[dropcap]T[/dropcap]odos nós acompanhamos com uma certa tristeza o retorno da discussão sobre o trabalho escravo em nosso país. Fez-se da questão uma moeda de troca com a Câmara Federal e com políticos corruptos fortemente interessados nela, na busca de apoio político para as votações que iriam ocorrer nos dias seguintes. O governo publicou a Portaria 1129 do Ministério do Trabalho, que foi explicada pela Agência Brasil da seguinte forma: “Há uma semana, o Ministério do Trabalho publicou no Diário Oficial da União (DOU) a Portaria 1.129, assinada pelo ministro Ronaldo Nogueira, na qual dispõe sobre os conceitos de trabalho forçado, jornada exaustiva e condições análogas de escravo, com o objetivo de disciplinar a concessão de seguro-desemprego a pessoas libertadas”. Ainda, segundo a Agência Brasil, “além de acrescentar a necessidade de restrição da liberdade de ir e vir para a caracterização da jornada exaustiva, por exemplo, a portaria também aumentou a burocracia da fiscalização e condicionou à aprovação do ministro do Trabalho a publicação da chamada lista suja, com os nomes dos empregadores flagrados reduzindo funcionários a condição análoga à escravidão”. A portaria gerou reações contrárias de entidades como a Organização Internacional do Trabalho (OIT), da Procuradoria-Geral da República (PGR) e do Conselho Nacional dos Direitos da Criança e do Adolescente (Conanda). A ministra Rosa Weber, do Supremo Tribunal Federal (STF), concedeu liminar (decisão provisória) na terça-feira, 24 de outubro, suspendendo os efeitos da Portaria.

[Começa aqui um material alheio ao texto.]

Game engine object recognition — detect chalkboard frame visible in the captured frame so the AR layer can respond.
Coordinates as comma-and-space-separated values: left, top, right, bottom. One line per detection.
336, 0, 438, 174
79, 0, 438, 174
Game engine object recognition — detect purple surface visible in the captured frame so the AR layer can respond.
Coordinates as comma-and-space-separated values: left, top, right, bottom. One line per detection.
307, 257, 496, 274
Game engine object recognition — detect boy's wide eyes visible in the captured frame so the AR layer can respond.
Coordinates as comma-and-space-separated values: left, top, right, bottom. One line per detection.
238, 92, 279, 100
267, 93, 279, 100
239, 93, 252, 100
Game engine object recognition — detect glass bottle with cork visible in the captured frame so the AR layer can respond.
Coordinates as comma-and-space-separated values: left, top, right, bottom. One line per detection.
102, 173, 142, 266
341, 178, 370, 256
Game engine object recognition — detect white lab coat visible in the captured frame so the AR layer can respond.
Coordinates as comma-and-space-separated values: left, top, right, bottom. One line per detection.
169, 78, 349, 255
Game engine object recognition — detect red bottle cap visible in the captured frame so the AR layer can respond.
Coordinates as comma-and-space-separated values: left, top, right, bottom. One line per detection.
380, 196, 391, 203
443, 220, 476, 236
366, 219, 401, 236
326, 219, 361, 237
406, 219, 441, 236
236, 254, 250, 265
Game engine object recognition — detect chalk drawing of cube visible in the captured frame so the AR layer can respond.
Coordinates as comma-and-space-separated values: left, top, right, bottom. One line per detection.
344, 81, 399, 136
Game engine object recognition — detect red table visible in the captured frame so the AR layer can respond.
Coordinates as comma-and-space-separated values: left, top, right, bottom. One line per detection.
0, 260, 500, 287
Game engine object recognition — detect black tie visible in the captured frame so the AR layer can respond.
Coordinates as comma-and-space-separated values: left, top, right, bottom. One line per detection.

Vários pontos mereceriam análise mais profunda para melhor compreensão das consequências nefastas que brotam da sua efetivação. O Conselho Permanente da CNBB emitiu nota oficial repudiando com veemência a Portaria 1129 considerando que ela elimina proteções legais contra o trabalho escravo. A CNBB cita palavras do Papa Francisco, no dia Mundial da Paz de 2015: “hoje, na sequência de uma evolução positiva da consciência da humanidade, a escravatura – delito de lesa-humanidade – foi formalmente abolida no mundo. O direito de cada pessoa não ser mantida em estado de escravidão ou servidão foi reconhecido, no direito internacional, como norma inderrogável” Os bispos continuam denunciando que, infelizmente, este flagelo continua sendo uma realidade inserida no tecido social.
“O trabalho escravo é um drama e não podemos fechar os olhos diante dessa realidade” CNBB.
A crueldade da Portaria do Ministério do Trabalho é chamada de “desumana” e que “faz fechar os olhos dos órgãos competentes do Governo Federal que têm a função de coibir e fiscalizar esse crime contra a humanidade”. Ao final da nota é feito, mais uma vez, um chamamento ao País. Todos conhecemos a história “onde vigorou a chaga da escravidão de modo legalizado”. Temos o dever de “repudiar qualquer retrocesso ou ameaça à dignidade e liberdade da pessoa humana”. Nosso povo não merece mais ser tratado assim. É justo que possamos esperar o mínimo de respeito do governo do país. Os direitos conquistados a duras penas não podem ser leiloados por troca de favores entre quem quer que seja. Não podemos pensar em um país que se desenvolve às custas da escravidão de alguém.